Вместо ответа она протянула ему распечатку с сайта «Мегаполис-экспресс». Он взял, посмотрел. И одним движением, напугавшим Елену своей нечеловеческой скоростью, четкостью и чистотой, смял бумагу в маленький шарик и швырнул куда-то поверх ее головы без замаха. И шарик так полетел, как летают пули, а не бумажные шарики.

– Не хочешь сказать что-нибудь? – прищурилась Елена.

– Хочу, – он кивнул и вздохнул так по-человечьи, словно не было только что этого жуткого броска. – Я не думал, что это так обидит тебя. И это случилось еще до того, как мы познакомились. И задолго до того, как я понял, что ты для меня значишь. И если тебе интересно... Сейчас... Сейчас я, скорее всего, не стал бы этого делать.

– Скорее всего. Какая потрясающая чуткость. А почему?

– Потому что ты нужна мне, Елена.

– У тебя необыкновенно интригующая манера объясняться в своих чувствах. Ты еще кому-нибудь из моих бывших мужчин отморозил яйца? Или вы с Богушеком придумали что-нибудь совсем сногсшибательно экзотическое?

– Меня не интересуют твои мужчины, Елена. Они все не стоят и ногтя на твоем мизинце. Просто есть вещи, которые не должны происходить. И если они происходят, то виновные должны быть наказаны. Неважно, когда.

– Возможно. Только это лишнее. Потому что сделанного не вернешь, а месть меня совершенно не вдохновляет. Кроме того, виноватых всегда как минимум двое. И не стоит перекладывать мою ответственность на плечи всяких... Я сама во всем виновата. Я за все и отвечу.

– Ты уже ответила за все, Елена.

– Откуда тебе это может быть известно? – из груди Елены вырвался короткий смешок. – Вы что, созваниваетесь?! – Она ткнула пальцем вверх, целясь в небо.

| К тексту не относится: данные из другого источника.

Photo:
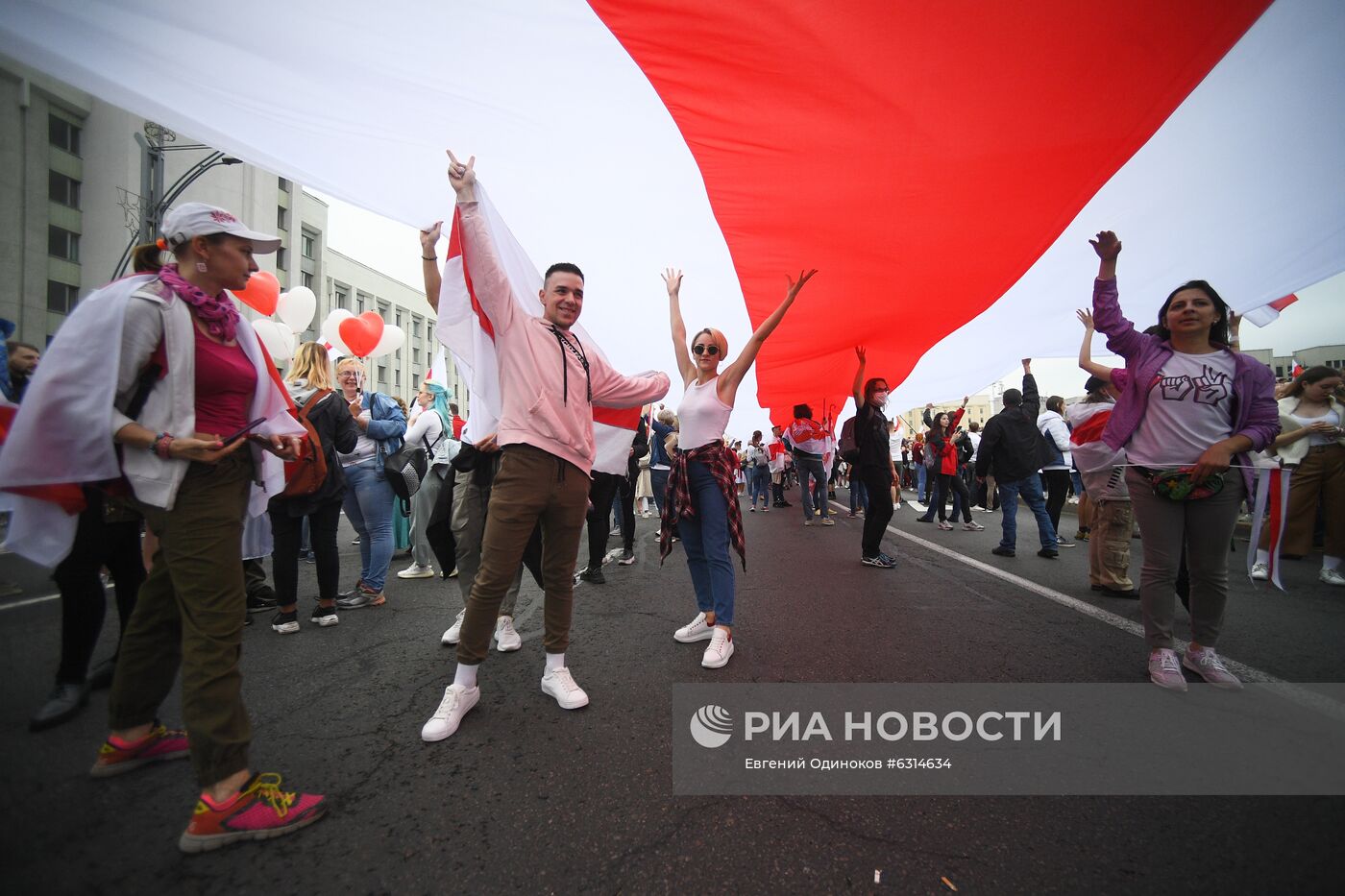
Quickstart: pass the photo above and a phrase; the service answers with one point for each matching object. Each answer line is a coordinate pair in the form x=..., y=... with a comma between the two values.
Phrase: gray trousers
x=1206, y=527
x=423, y=509
x=468, y=522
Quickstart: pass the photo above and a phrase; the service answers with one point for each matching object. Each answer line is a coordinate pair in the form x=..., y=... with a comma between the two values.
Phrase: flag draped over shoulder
x=466, y=329
x=61, y=437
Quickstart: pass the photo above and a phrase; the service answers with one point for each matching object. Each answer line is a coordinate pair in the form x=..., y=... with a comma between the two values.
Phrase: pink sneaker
x=160, y=744
x=1208, y=665
x=261, y=811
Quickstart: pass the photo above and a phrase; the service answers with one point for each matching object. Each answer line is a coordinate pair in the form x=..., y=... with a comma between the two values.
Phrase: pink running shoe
x=160, y=744
x=259, y=811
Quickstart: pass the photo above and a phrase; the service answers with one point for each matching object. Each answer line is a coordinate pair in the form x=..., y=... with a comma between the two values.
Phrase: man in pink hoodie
x=549, y=385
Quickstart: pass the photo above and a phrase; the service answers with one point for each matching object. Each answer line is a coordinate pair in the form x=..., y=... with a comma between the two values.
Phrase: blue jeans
x=858, y=493
x=759, y=485
x=706, y=540
x=813, y=466
x=1031, y=490
x=369, y=506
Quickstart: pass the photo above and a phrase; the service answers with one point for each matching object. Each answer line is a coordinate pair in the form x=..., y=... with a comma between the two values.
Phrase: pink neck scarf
x=217, y=312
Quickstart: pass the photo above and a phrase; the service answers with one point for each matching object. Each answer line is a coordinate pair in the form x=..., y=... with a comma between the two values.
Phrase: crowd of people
x=205, y=440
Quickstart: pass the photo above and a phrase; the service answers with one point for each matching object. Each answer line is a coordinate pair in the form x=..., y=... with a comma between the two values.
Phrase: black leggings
x=878, y=483
x=1058, y=489
x=950, y=483
x=84, y=603
x=286, y=533
x=601, y=492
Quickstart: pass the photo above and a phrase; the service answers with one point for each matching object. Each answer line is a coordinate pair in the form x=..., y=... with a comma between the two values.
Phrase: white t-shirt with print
x=1190, y=406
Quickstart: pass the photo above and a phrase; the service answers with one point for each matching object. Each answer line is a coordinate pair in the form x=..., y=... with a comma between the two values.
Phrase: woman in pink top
x=701, y=496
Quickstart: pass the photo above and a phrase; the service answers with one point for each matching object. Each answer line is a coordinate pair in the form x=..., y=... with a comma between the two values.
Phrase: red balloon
x=261, y=294
x=362, y=334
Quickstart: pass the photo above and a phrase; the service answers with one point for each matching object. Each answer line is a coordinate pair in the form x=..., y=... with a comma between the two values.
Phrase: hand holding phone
x=231, y=439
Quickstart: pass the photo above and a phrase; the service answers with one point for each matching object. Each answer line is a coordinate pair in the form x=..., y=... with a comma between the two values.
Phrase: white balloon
x=276, y=338
x=392, y=341
x=298, y=308
x=331, y=328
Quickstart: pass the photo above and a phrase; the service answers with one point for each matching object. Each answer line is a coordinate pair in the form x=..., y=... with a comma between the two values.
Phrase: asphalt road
x=530, y=798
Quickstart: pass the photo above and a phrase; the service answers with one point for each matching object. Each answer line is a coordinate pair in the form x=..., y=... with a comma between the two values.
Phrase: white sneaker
x=416, y=570
x=1165, y=671
x=456, y=701
x=695, y=631
x=560, y=684
x=721, y=647
x=506, y=638
x=453, y=631
x=1210, y=667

– Не нужно, Елена. Я вижу и чувствую, что происходит с тобой.

– Чувствуешь? Что может чувствовать человек, способный утворить такое с другим человеком?!

– Боль, Елена. Настоящую боль. Боль, которую невозможно терпеть, и ненависть, которую нет сил удержать.

– У меня нет ненависти.

– Я знаю. Но у меня есть. И ее хватит на всех, Елена. В моем Завете ничего не сказано про другую щеку. Только про глаза и зубы.

– Отлично. А как насчет любви?

– Я не знаю.

– Ты чего-то не знаешь?! Что ж, прогресс налицо. Это радует.

– Елена! Я в самом деле не знаю. Мне всегда казалось, что это невозможно выдержать. Что никто не может разделить это со мной. Только король. Как сказано в Писании: «мужчину, одного из тысячи, я нашел, а женщины среди них не было». Друг – это прекрасно. Немного людей на земле могут похвастаться тем, что имеют настоящего друга. Да еще такого! Но это же не всё?! Это как будто не хватает последнего вдоха, чтобы вынырнуть и поплыть. Я не могу это даже объяснить. И вдруг – ты. И мне показалось...

– Не нужно, Данек. Я знаю. Я понимаю. Я вижу. То, что ты на себя взвалил... Это просто чудовищно. Этого никакой человек не выдержит. Кем... Какой должна быть женщина, на которую ты – со всем этим ужасом – мог бы опереться?! Так не может быть. Так не может продолжаться. Долго, я имею в виду. И твое одиночество перед всеми страхами мира просто раздавит тебя. Подожди. Я еще не закончила говорить. Я всего лишь женщина. И рядом с тобой... Любой женщине нравится быть женщиной. И с тобой это так легко! Какое-то время. Но женщины, настолько смелой, чтобы всегда быть с тобой рядом, полностью отдавая себе отчет в том, что ты и кто ты... – Елена печально покачала головой. – Женщина должна чувствовать, что она любима и желанна. Иначе она уходит. Или умирает. А ты... Ты не можешь заниматься ничем другим, кроме переделывания мира. Дело. Справедливость. Возмездие. А как же жизнь? Обыкновенная жизнь? Ты ни о чем другом не можешь ни думать, ни говорить. Какую бы тему ты не начинал, ты рано или поздно съезжаешь на эту, самую главную для тебя. Поверь мне, никакая женщина не в состоянии терпеть это сколько-нибудь продолжительный срок. В том числе я, разумеется. Как бы я не относилась к тебе. Понимаешь?